The students arrive, as they do every morning, toting blue buckets filled with scraps of food from Lehigh’s Brodhead Student Restaurant.
Pitchforks in hand, they turn the compost pile at the edge of Lehigh’s Community Garden and add the new waste: fries, grilled cheese sandwiches, spaghetti and other leftovers as well as bits of food discarded while preparing meals.
A couple of rodents scurry out of the pungent pile, but the students are unfazed as they complete their work. They aerate the mound, take temperature readings and add wood chips to balance carbon and nitrogen ratios. On this day, with rain in the forecast, they’ll hold off on hosing things down so as to not make the pile too moist.
This is the GR2OW project, one of the multiple initiatives based at Mountaintop that are under way this summer. The group acronym, conceived by the four students on the team, stands for the Green Resource Recovery of Waste. And that’s just what the group aims to do–turn all of Lehigh’s food waste into compost that can be used to fertilize greenery and other plant beds on campus, and then grow food to serve in campus dining halls.
“It’s not that far out of reach, and it’s definitely not without precedent,” said Alec Entress’ 16, one of the students on the team.
But establishing a composting facility at Lehigh, and closing the food loop, is a long-term goal, one that the students know will require buy-in from other students, faculty and staff. The short-term goal is more easily attained—resuming composting on campus, at the Lehigh Community Garden on the Goodman campus, with the rich material being used to fertilize fruits and vegetables grown there.
“By necessity, this has to continue,” said Entress, about efforts to design and implement an on-campus composting system for getting rid of Lehigh’s food waste.
Joining him in the endeavor are Aly Lang ’16, Tori Wiedorn ’17 and Ben Cicchillo ’17. All are pursuing an Integrated Degree in Engineering, Arts and Sciences (IDEAS).
Driven both by personal goals and environmental concerns, the students are building on previous student projects conducted by Environmental Science and IDEAS students. They are studying other composting systems, working closely with Facilities Services and trying to develop new technology to help with monitoring the health of their composting pile.
“Part of it is the wow factor,” said Entress. “We want to see what we can come up with, what we are capable of. So part of it is a personal test.”
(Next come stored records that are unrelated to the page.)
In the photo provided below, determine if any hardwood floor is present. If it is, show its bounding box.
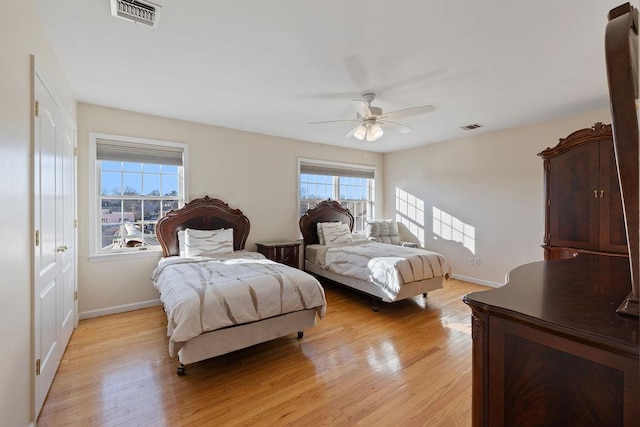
[38,279,489,426]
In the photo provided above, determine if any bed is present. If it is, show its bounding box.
[299,200,451,311]
[151,196,326,375]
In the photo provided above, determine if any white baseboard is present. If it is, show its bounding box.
[79,299,162,320]
[451,274,504,288]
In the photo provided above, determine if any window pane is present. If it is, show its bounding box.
[142,200,161,221]
[122,172,142,196]
[142,174,160,196]
[122,200,142,221]
[101,199,122,224]
[162,200,178,215]
[100,160,122,171]
[100,224,120,249]
[162,165,178,175]
[100,171,122,196]
[122,162,142,172]
[161,175,179,196]
[142,163,162,173]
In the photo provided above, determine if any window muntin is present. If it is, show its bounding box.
[298,161,375,232]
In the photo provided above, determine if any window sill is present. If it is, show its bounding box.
[89,249,162,262]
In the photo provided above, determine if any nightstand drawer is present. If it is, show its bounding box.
[256,241,300,268]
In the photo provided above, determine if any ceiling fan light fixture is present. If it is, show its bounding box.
[367,123,384,141]
[353,125,367,141]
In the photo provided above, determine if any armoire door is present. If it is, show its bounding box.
[549,141,600,250]
[33,66,76,417]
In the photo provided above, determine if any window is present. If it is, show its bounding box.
[298,159,375,231]
[90,134,186,255]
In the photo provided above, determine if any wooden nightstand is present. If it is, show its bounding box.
[256,240,300,268]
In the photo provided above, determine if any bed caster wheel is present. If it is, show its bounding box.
[176,363,187,377]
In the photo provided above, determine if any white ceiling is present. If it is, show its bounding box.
[35,0,623,152]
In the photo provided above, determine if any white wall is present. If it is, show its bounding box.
[0,0,76,426]
[78,103,384,317]
[384,110,611,286]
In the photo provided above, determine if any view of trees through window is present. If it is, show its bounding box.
[300,173,374,231]
[99,160,181,250]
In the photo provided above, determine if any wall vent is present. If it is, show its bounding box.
[110,0,162,28]
[460,123,482,130]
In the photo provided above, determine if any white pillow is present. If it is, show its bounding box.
[184,228,233,258]
[319,222,353,245]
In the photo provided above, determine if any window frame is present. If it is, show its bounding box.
[296,158,376,235]
[88,132,189,261]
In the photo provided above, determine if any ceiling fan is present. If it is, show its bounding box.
[309,93,435,141]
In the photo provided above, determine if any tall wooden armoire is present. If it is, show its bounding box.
[538,123,628,259]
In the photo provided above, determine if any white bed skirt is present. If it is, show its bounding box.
[304,259,445,302]
[178,308,316,365]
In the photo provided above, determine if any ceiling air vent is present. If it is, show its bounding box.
[111,0,162,28]
[460,123,482,130]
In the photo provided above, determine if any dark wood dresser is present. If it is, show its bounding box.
[256,241,300,268]
[463,253,640,427]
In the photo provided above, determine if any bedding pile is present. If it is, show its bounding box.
[151,251,326,357]
[308,240,451,297]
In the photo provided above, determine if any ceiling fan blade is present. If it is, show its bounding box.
[351,99,371,119]
[379,105,435,119]
[345,125,360,138]
[308,119,360,125]
[377,120,413,133]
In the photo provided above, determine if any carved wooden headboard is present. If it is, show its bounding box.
[156,196,251,256]
[299,200,354,245]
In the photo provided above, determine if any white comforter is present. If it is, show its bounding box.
[314,240,451,298]
[151,251,326,356]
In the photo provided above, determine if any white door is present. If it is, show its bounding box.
[33,67,76,417]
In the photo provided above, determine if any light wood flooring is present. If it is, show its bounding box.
[37,279,489,427]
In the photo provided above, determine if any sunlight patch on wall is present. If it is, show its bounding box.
[433,207,476,254]
[396,187,424,246]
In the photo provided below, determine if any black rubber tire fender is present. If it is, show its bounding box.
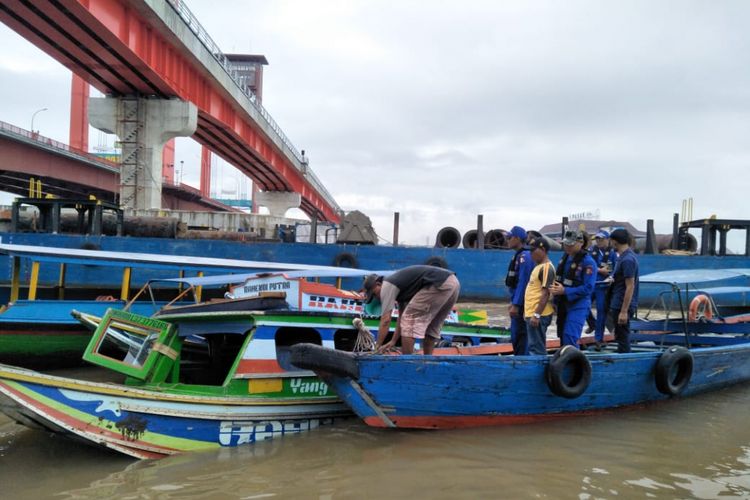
[333,252,359,269]
[424,255,450,269]
[290,343,359,380]
[545,345,591,399]
[654,346,693,396]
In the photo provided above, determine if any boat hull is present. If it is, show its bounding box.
[0,233,750,300]
[0,300,162,369]
[0,367,351,458]
[296,344,750,429]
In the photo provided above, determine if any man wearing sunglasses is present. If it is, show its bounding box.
[550,231,597,347]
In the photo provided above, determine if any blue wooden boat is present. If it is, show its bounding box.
[292,276,750,429]
[0,232,750,300]
[0,296,511,458]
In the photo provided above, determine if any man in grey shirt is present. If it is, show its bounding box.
[362,266,461,354]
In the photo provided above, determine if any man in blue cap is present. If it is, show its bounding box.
[505,226,534,356]
[550,230,596,348]
[607,228,639,352]
[586,229,617,351]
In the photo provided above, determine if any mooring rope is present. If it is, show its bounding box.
[352,318,375,352]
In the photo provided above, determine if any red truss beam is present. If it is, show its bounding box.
[0,0,339,222]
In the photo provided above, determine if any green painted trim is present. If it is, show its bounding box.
[4,380,221,451]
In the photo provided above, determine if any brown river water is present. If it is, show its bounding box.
[0,302,750,499]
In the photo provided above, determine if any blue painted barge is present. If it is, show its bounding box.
[0,233,750,300]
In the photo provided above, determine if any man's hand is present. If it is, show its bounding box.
[375,342,396,354]
[617,311,628,325]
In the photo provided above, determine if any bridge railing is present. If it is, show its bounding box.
[167,0,337,207]
[0,121,120,168]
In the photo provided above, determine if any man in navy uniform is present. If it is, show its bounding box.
[505,226,534,356]
[550,230,596,348]
[586,229,617,351]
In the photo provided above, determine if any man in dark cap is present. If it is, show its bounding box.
[607,229,638,352]
[550,230,596,348]
[505,226,534,355]
[524,237,555,354]
[362,266,461,354]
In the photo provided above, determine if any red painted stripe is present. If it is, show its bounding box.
[0,381,181,456]
[237,359,285,375]
[363,410,605,429]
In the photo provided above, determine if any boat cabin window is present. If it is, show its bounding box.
[333,328,359,352]
[274,327,323,371]
[179,332,247,385]
[83,310,176,378]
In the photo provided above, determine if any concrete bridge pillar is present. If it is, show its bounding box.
[253,191,302,217]
[89,97,198,210]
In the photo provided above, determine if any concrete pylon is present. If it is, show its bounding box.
[253,191,302,217]
[89,97,198,210]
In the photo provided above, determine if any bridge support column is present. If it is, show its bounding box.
[89,97,198,210]
[253,191,302,217]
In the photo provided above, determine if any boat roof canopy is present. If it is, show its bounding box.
[0,243,382,276]
[639,268,750,285]
[149,266,395,286]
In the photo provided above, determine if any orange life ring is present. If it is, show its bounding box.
[688,294,714,321]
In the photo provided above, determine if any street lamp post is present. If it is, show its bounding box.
[31,108,47,134]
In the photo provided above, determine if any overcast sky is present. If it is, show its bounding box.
[0,0,750,244]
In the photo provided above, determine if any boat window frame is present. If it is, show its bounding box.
[83,309,174,380]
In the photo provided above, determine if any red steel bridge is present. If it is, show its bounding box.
[0,0,340,222]
[0,121,231,211]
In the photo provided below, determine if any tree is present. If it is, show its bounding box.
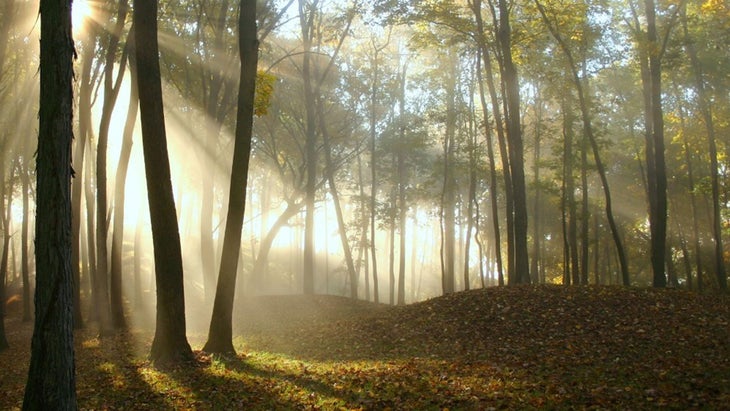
[95,0,128,336]
[203,0,259,353]
[680,2,727,291]
[535,0,630,286]
[23,0,77,410]
[133,0,193,364]
[497,0,530,284]
[109,25,139,329]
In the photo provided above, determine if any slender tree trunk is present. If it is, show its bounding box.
[644,0,667,287]
[20,159,30,321]
[317,103,357,299]
[535,0,628,286]
[23,0,77,410]
[203,0,259,353]
[71,25,96,329]
[530,91,543,283]
[84,144,99,321]
[396,61,408,305]
[94,0,128,336]
[474,42,509,286]
[357,153,370,301]
[134,0,193,364]
[680,2,727,291]
[110,28,139,329]
[0,164,13,352]
[134,217,144,309]
[246,202,304,291]
[497,0,530,284]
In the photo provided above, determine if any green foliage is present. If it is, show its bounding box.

But, adds Wiedorn, “It matters on a big picture level, because we’re not going to survive if we don’t change how we do things, if we don’t change how we do waste.”
Food waste has become a national concern. Americans threw out more than 36 million tons of food in 2012 alone, with only 5 percent diverted from landfills and incinerators for composting, according to the Environmental Protection Agency. Food will rot in landfills and become a source of methane, a potent greenhouse gas with more global warming potential than carbon dioxide, the EPA said.That is not lost on the GR2OW group.
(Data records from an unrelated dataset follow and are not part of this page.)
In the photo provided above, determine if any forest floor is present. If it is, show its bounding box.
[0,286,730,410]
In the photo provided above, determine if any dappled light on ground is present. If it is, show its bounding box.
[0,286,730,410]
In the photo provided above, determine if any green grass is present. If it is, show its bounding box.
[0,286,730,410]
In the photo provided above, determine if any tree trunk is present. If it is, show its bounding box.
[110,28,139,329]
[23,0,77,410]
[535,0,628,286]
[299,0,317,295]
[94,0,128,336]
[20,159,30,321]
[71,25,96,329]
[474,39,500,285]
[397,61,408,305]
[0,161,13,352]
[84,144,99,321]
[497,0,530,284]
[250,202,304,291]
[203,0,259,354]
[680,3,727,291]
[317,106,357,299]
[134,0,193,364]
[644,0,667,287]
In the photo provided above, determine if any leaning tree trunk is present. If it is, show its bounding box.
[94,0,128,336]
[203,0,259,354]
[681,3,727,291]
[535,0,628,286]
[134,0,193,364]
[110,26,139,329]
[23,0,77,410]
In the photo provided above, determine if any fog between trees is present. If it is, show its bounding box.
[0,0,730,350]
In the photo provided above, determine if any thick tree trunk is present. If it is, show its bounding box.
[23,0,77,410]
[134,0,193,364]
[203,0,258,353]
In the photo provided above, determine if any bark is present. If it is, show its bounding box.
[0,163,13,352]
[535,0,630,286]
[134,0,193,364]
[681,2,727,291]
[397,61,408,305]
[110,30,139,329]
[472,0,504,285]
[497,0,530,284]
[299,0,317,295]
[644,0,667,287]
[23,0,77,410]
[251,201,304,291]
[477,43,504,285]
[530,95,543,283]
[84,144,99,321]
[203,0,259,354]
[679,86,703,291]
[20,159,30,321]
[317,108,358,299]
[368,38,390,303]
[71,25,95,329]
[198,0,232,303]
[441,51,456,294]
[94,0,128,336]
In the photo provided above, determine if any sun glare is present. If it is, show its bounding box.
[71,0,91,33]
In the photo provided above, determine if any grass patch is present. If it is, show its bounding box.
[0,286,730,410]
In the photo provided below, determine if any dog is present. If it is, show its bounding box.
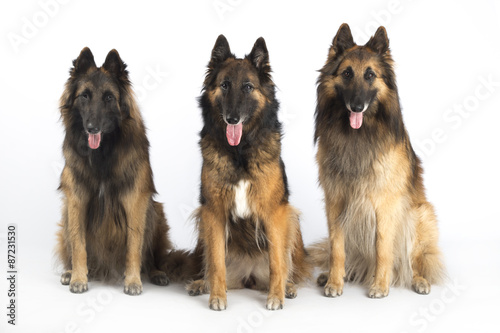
[56,48,171,295]
[308,24,445,298]
[186,35,312,311]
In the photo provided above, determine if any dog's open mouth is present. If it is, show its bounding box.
[88,132,101,149]
[227,123,243,146]
[349,111,363,129]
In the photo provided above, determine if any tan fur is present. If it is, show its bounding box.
[186,35,312,310]
[187,147,311,306]
[57,49,171,295]
[308,25,445,298]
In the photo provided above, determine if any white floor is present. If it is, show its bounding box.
[0,241,500,333]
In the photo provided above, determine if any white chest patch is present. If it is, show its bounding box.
[233,180,252,218]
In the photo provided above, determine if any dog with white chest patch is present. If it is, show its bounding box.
[187,35,312,310]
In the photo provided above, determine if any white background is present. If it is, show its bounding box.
[0,0,500,333]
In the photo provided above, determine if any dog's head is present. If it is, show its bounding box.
[319,24,396,129]
[204,35,274,146]
[61,48,130,149]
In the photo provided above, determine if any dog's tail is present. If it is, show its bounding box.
[306,238,330,271]
[160,248,202,283]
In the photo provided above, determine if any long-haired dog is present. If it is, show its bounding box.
[57,48,171,295]
[187,35,312,310]
[310,24,444,298]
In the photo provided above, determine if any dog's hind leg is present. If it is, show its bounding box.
[149,202,172,286]
[61,168,88,294]
[149,268,170,286]
[186,279,210,296]
[318,199,345,297]
[285,281,299,298]
[411,203,445,295]
[123,175,151,296]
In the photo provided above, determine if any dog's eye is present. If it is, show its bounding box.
[243,83,253,92]
[365,71,375,80]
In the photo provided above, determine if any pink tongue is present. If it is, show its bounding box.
[349,112,363,129]
[226,123,243,146]
[89,132,101,149]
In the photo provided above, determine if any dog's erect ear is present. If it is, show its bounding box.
[70,47,96,75]
[330,23,356,55]
[208,35,232,68]
[248,37,269,70]
[102,49,127,78]
[365,26,389,54]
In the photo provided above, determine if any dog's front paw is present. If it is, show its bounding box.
[324,281,344,297]
[411,277,431,295]
[186,280,208,296]
[368,284,389,298]
[69,280,89,294]
[208,296,227,311]
[123,282,142,296]
[316,273,328,287]
[61,271,71,286]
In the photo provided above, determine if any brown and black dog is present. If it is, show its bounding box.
[187,35,312,310]
[310,24,444,298]
[57,48,171,295]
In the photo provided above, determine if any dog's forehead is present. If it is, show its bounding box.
[77,70,119,95]
[339,47,378,71]
[218,59,258,82]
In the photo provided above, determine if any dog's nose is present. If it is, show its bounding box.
[351,104,365,112]
[87,122,101,134]
[226,116,240,125]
Wiedorn talks passionately about “how much better we could make Lehigh by doing something so simple as composting.”
Last semester Entress helped collect data on the amount of food thrown out at Rathbone, the university’s largest dining hall. On average, he said, it amounted to 200 pounds each day. It is believed to be higher in the fall as incoming freshman adjust to the all-you-can-eat buffets, he said.
As part of their work this summer in the Mountaintop initiative, the GR2OW group collects about 100 pounds of food scraps and leftovers each week from Brodhead Student Restaurant and Entress’ own kitchen, as well as coffee grounds from Saxbys Coffee in south Bethlehem. Then they haul it by the bucket in their cars to the compost pile at the Lehigh Community Garden.
The students take temperature readings by hand and visually check the moisture level of the compost pile. They are working on a prototype to remotely gauge what is happening, a sensor they call SUSAN. They also are examining the potential economic benefit of on-site composting to make it more of a sell.
Cicchillo said he’s come to realize there’s a lot he can do to help the environment. “I can be a lot more aware of what I’m throwing out, what I’m using,” he said.
The federal government last year launched the Food Waste Challenge, calling on businesses, communities and other government agencies to cut down on the amount of food going to landfills. Lehigh University, which has developed a sustainability plan, participates in that challenge, said Delicia Nahman, the university’s sustainability officer.
As part of Lehigh’s efforts, Dining Services donated 470 pounds of food last year in a collection drive, said Nahman. The university also has rid its dining halls of food trays so that students won’t pile up food that they likely won’t eat and will toss. Also, Rathbone’s food waste is treated to reduce volume, and it’s sent to an off-campus farm for composting. Last year 46 tons of food waste was composted.
Nahman, who meets regularly with the GR2OW team, said the university is serious about considering on-site composting as a piece of the puzzle. “She got us pretty psyched to be working on this project and is going to help us set up a meeting with some important people to slingshot our project into orbit,” Lang wrote on the group’s blog.
The students divvy up duties to take advantage of their skills. Wiedorn, who is pursuing environmental engineering, examines state regulations for permitting requirements. Lang and Cicchillo, who are studying computer engineering, are working on sensor prototypes. Entress is looking at the big picture.
The students, as a group, continually look at “the what, how and why” of any of their ideas. “Why are we doing this?” said Lang. “We still go back to that.”
“We want to do good things at Lehigh,” said Entress, summing up. “We want to leave it better than we found it.”